Ein hübsch eingerichtetes Gefängnis war nach wie vor ein Gefängnis. Selbst mit Freigang.

„Ich bin hier", schob Kian hinterher. „Du wärst bei mir."

„Du bist in ein paar Monaten verheiratet. Was bin ich dann? Deine Mätresse?"

„Das klingt so herablassend."

„Weil es das ist!" Ich warf die Hände in die Luft. „Wach endlich auf, Kian! Das ist doch kein Leben, verdammt!"

„Du wärst bei mir", wiederholte er.

Mein Herz krampfte sich in meiner Brust zusammen. Mein Hals schnürte sich zu, aber ich weigerte mich, mich von diesem Schmerz verstummen zu lassen.

„Aber du wärst nicht bei mir."

Er senkte den Kopf und zog seine Hand zurück. Ich wollte nichts lieber, als diese Distanz zwischen uns zu überwinden. Ihn in den Arm zu nehmen und mich an seine Brust zu schmiegen und alles um uns herum zu vergessen. Aber das würde es nicht verschwinden lassen. Es wäre immer noch da und würde versuchen, uns auseinander zu zerren.

„Du entscheidest dich also für die zweite Option?" Von Benedict klang das so als würde er diese Entscheidung für mich fällen.

Ich versuchte ihn durch meinen Blick zu töten.
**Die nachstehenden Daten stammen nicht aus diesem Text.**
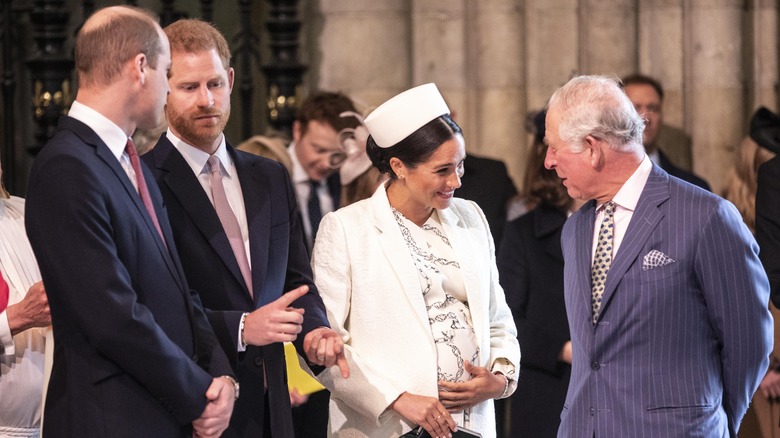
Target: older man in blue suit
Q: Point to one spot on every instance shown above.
(665, 295)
Scheiterte.

Das waren keine Optionen.

Ich schob meinen Stuhl zurück, stand auf, machte einen Schritt zu Kian und kniete mich vor ihm auf den Boden. So konnte er mich ansehen, ohne den Kopf heben zu müssen. Er konnte mir zeigen, was er fühlte, holte mich hinter die Glasscheibe und ließ seine Eltern davorstehen.

Ich nahm mir seine Hände und drückte sie fest, um die Trauer und Verzweiflung auf seinem Blick zu vertreiben.
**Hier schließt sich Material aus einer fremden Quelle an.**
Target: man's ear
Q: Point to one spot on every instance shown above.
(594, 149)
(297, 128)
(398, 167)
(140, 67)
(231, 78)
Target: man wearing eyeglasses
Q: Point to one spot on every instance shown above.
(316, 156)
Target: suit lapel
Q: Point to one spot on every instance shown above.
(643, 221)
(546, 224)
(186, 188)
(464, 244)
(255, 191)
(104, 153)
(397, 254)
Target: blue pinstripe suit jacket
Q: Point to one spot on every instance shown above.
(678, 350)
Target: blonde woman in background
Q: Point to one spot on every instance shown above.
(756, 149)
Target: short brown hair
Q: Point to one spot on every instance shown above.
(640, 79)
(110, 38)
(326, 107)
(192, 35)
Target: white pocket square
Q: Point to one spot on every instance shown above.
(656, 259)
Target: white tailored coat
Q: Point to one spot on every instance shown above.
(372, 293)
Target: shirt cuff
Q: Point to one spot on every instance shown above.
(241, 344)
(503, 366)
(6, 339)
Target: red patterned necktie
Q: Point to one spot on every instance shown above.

„Ich weiß, du kannst nicht mit mir zu ADGD kommen. Das würden die niemals zulassen. Aber ich kann denen sagen, dass ich es mir anders überlegt habe."
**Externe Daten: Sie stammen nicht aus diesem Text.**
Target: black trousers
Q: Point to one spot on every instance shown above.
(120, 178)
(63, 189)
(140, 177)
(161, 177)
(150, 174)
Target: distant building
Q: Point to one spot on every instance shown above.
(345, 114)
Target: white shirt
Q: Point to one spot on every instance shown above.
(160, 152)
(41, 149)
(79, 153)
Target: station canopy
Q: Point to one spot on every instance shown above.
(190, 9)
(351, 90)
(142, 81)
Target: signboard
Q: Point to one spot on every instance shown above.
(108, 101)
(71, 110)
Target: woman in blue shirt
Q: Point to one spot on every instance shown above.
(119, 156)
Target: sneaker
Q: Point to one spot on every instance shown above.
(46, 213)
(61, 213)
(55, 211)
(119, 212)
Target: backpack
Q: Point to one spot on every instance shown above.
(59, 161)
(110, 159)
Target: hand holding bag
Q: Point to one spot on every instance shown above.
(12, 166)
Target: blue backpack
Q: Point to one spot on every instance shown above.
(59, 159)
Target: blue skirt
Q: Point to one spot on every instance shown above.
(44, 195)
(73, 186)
Er begann, den Druck meiner Hände zu erwidern. „Würdest du das?"

Ich nickte. „Wir lassen alles hinter uns und gehen zurück in die Stadt."

Blanke Furcht ergriff Besitz von seinem Gesicht.

„Mein Vater hat mir eine Wohnung hinterlassen und eine Menge Geld. Du kannst den ganzen Tag malen, Bücher lesen, mit mir kuscheln und alles tun, was du willst. Da sagt dir niemand, was du tun sollst und wie du sein sollst. Du kannst rausfinden, was dich glücklich macht und wir bauen uns da ein Leben auf."

„Das ist doch lächerlich", stieß Benedict aus.

Ich flehte Kian durch meinen Blick an, seinem Vater keine Beachtung zu schenken. 

Er schluckte, drehte den Kopf leicht, um aus dem Augenwinkel zu seinen Eltern zu sehen.

„Deine Mum kann uns jederzeit besuchen kommen. Und Charlie ist auch willkommen. Meinetwegen sogar dein Vater, wenn er sich an unsere Regeln hält."

„Du glaubst doch nicht ernsthaft, du könntest ihm diesen Schwachsinn einreden." Benedicts Stimme ging einfach an mir vorbei. Er war so unwichtig. Bedeutungslos. Nur ein Störgeräusch.

Ich legte meine Hand an Kians Wange und drehte sein Gesicht zurück zu mir.

„Gib mir eine Chance, dich glücklich zu machen."